Outro fato que gravita e surpreende, na manchete do site da revista francesa, lê-se que “Um palácio de vanguarda abriga uma sexualidade desvairada”, tal manchete de ‘Le Point’ (LePoint.fr 4/07) passa a ideia de como a obra monumental de Anish Kapoor, artista britânico-indiano, vem perturbando a todos. Os jardins de André Lenôtre, revirados por uma estrutura em aço de 10mts de altura, à vista de todos. Inaugurada no mês de junho/15, nos jardins do Palácio de Versalhes, essa escultura está sendo interpretada como a “vagina da rainha”. Entre os partidários da exposição, a revista publica uma entrevista com o professor de história moderna, Michel Vergé-Franchesi.
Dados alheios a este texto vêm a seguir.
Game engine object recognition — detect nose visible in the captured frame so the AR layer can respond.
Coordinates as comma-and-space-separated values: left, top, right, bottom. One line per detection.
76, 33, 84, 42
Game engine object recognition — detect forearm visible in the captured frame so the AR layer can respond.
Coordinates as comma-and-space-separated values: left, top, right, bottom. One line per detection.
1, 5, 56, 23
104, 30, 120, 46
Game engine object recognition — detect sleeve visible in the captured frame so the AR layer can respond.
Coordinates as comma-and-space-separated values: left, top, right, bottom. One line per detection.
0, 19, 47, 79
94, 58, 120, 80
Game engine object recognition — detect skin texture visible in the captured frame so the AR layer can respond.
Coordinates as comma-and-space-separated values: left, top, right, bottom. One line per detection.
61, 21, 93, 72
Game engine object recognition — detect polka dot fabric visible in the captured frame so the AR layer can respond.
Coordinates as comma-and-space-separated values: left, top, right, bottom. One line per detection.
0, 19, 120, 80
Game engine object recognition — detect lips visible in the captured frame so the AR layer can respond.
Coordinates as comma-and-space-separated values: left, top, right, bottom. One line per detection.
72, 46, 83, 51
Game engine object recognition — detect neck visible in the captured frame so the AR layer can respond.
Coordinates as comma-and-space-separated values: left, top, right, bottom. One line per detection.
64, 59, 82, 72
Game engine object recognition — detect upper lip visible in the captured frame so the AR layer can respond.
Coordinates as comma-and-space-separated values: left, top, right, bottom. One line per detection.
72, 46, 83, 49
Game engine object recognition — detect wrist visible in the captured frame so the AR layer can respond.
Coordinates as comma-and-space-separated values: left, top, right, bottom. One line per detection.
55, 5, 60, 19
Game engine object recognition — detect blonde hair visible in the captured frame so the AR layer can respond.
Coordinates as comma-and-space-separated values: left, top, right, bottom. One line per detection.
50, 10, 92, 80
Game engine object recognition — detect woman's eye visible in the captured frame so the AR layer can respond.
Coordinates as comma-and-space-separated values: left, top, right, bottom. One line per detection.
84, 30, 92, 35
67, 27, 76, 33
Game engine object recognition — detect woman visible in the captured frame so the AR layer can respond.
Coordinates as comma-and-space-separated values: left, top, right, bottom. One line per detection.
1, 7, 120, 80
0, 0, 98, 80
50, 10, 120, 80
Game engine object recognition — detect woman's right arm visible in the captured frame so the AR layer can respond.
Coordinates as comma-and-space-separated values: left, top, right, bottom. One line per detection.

Na opinião dele, Versalhes é uma criação audaciosa, de vanguarda, sendo concebida como um tipo de “garçonnière“. Luis XIV, em 1661, com 23 anos, casa-se com a “vagina da rainha”, uma prima da Espanha que, sem falar francês estava destinada, como toda rainha, à procriação. O Professor Michel é autor do livro “Uma história erótica de Versalhes (4 de junho de 2015), portanto, a manchete se refere ao próprio “Palais de Versailles”. Dirty Corner é o nome da obra, mas está sendo chamada pela mídia de “vagina da rainha”. A escultura de Kapoor evoca a pintura de Courbet, “L’origine du monde”, que mostra o torso nu de uma mulher de pernas escancaradas, onde se dão a ver os pelos púbicos. As duas obras foram relacionadas, pela mídia em geral, como de cunho revolucionário, contrário ao ‘establishment‘.

Imagens usadas como forma de intervenção na sociedade.

Vários são os fatos que poderíamos seguir evocando, mas a hora do acontecimento VII ENAPOL prevalecerá sobre o que se pode dizer dele.